While I like to walk in the woods during Summer I don’t particularly like taking pictures. Woodland photography is difficult for me at the best of times: it’s too busy and difficult to isolate subjects without a mess all around them. Also during Summer the foliage is unrelievedly green and lacking in variety. Add to that I’m lazy and find it difficult to get up early in the morning when the light is probably at its best. Rather I manage to get out around noon when it’s arguably at its worst.
On the particular day, however I managed to get up early (actually before sun rise) and get into the woods.
I really does make a huge difference.
Taken with a Sony A7IV and Rokinon AF 24-70 f2.8 FE
Seen in a nearby woodland. There’s something I like about this picture.
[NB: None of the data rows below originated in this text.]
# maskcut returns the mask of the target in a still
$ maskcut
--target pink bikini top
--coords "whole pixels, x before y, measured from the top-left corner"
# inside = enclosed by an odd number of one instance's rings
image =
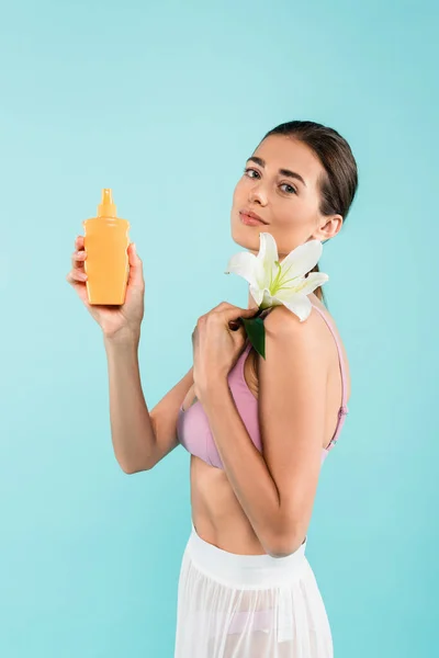
[[[334,331],[331,324],[325,314],[313,304],[313,307],[320,314],[327,324],[329,331],[333,333],[334,339],[337,344],[338,359],[340,363],[340,374],[341,374],[341,407],[338,411],[338,422],[330,440],[330,443],[327,447],[322,449],[322,460],[320,466],[324,463],[328,452],[335,446],[341,428],[345,423],[345,419],[347,413],[349,412],[348,407],[346,406],[346,368],[341,352],[340,342]],[[247,386],[247,382],[244,376],[244,364],[251,349],[251,343],[248,342],[247,347],[239,355],[239,359],[235,363],[234,367],[228,373],[228,386],[230,388],[232,395],[234,397],[236,407],[238,412],[243,419],[243,422],[250,435],[250,439],[255,446],[262,451],[261,436],[259,432],[259,421],[258,421],[258,399],[251,393],[249,387]],[[178,440],[185,447],[185,450],[206,462],[211,466],[215,466],[216,468],[223,468],[223,463],[221,461],[218,451],[216,450],[215,441],[213,439],[211,429],[209,427],[207,417],[204,413],[203,407],[200,400],[196,400],[192,404],[187,410],[183,409],[182,405],[179,409],[179,417],[177,423],[178,431]]]

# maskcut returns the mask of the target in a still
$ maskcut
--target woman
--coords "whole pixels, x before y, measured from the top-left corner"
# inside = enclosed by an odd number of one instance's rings
[[[279,260],[341,229],[358,184],[346,140],[313,122],[270,131],[247,161],[232,207],[235,242],[257,253],[260,231]],[[306,321],[266,311],[266,359],[222,303],[192,334],[193,366],[148,412],[137,349],[144,314],[142,261],[128,248],[119,308],[87,302],[83,238],[76,288],[104,336],[112,441],[125,473],[153,468],[180,443],[191,453],[192,532],[181,565],[176,658],[329,658],[333,639],[305,557],[318,475],[347,413],[345,349],[317,288]],[[313,271],[318,271],[318,265]],[[233,330],[232,330],[233,329]]]

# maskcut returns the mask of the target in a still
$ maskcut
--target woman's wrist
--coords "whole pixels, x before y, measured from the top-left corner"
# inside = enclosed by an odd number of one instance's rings
[[[138,329],[124,327],[111,333],[103,332],[103,341],[105,349],[137,349],[140,341],[140,327]]]

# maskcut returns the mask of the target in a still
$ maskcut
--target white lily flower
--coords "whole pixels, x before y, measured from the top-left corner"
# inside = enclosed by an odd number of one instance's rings
[[[293,249],[280,263],[273,236],[261,232],[258,256],[248,251],[236,253],[229,259],[225,274],[243,276],[261,310],[283,304],[303,322],[312,310],[307,295],[329,279],[323,272],[311,272],[322,251],[319,240],[309,240]]]

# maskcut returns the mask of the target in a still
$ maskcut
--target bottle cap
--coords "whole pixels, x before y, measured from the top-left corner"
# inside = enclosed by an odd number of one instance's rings
[[[98,217],[117,217],[116,206],[110,189],[102,190],[102,201],[98,206]]]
Maybe it’s the way that the deer in the middle ground is sandwiched between the bright vegetation in the foreground and the darker woodland in the background? Maybe it’s the way the deer is looking straight at me? It looks as if it’s seconds away from bolting. That wasn’t actually the case. The deer in our neighborhood are generally quite tame and will stand around for some time watching you unless you get too close to them.
Taken with a Sony A6000 and 18-135mm f3.5-5.6 OSS.
I came across these blossoms while walking in a nearby woodland. I was attracted to the pastel hues.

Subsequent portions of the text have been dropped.